Al mismo tiempo, sin embargo, el concepto de ‘estructura social’, o quizá por eso mismo, es uno de los términos más abstractos y uno de los más polémicos de la disciplina: nos encontramos ante uno de los conceptos más polisémicos de la Sociología. Y, todo parece indicar que, aunque nos acercamos, todavía estamos lejos de conseguir un significado relativamente unívoco, claro y consensuado para el significante ‘estructura social’.
En primer lugar, entendemos que las estructura sociales son, a la vez, esquemas y recursos. Esto nos define una primera dualidad que se mueve entre el polo virtual de los esquemas generalizables, y el polo material de los recursos.
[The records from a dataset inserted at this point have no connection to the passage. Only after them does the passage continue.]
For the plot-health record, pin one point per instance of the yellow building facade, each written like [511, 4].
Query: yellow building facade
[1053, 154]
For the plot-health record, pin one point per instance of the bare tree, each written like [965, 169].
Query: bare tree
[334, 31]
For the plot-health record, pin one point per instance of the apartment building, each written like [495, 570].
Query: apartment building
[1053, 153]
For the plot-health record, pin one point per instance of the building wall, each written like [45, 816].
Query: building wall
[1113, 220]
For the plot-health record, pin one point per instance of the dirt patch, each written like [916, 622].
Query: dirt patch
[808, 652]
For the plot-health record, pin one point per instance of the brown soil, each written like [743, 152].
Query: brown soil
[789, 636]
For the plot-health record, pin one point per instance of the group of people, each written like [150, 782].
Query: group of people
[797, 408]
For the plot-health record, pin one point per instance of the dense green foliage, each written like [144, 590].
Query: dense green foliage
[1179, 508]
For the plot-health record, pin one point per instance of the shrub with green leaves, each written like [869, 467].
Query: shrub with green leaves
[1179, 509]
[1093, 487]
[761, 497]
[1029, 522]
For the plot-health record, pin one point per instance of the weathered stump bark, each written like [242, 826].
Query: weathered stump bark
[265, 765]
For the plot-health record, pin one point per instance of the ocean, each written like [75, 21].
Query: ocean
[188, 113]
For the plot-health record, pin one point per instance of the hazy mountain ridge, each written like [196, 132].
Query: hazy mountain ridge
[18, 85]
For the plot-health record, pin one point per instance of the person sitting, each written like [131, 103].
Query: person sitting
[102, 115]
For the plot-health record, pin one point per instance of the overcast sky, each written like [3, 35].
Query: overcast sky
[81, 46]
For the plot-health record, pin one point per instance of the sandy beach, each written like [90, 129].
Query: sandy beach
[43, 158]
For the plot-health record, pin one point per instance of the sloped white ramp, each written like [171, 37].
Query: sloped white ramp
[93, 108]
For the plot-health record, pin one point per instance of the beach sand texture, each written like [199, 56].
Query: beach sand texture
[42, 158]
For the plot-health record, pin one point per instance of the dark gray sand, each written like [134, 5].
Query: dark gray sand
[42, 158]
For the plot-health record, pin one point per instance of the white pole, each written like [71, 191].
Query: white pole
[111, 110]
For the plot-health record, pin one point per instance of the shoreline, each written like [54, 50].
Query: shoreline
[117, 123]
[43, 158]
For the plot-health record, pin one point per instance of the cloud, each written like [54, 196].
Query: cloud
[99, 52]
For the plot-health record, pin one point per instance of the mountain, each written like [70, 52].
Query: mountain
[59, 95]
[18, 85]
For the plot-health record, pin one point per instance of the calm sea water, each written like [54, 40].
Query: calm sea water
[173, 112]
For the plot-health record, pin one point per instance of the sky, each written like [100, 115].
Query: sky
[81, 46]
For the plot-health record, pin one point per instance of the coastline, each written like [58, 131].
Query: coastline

Sin embargo, dada la dualidad, también es cierto que podemos entender los recursos como componentes de los esquemas, así como podemos entender los esquemas como constituyendo ellos mismos recursos. De hecho, la distinción entre capital cultural y capital económico nos permite entender el primero como compuesto por una serie de recursos informacionales, que dotan de esquemas más o menos apropiados para la acción.
Por otra parte, entendemos que la estructura social capacita, al tiempo que limita, para la acción. Esto constituye la segunda dualidad, según la cual las posiciones oscilan entre la determinación de la estructura y el voluntarismo de la acción. Pero, de nuevo, encontramos que el poder, en sentido genérico, precipita esta dualidad, ya que la mayor o menor determinación o voluntariedad depende del poder del actor. Así, una mayor dotación de recursos (materiales e inmateriales –esquemas–) capacita más para el ejercicio del poder (sea coercitivo, autoritativo o persuasivo) y, de este modo para la acción (más voluntarismo), y a la inversa.
Por tanto, podemos entender el poder, en sentido genérico, como una rótula que articula la doble dualidad de la estructura social y pone en movimiento todo el entramado social en su dimensión histórica.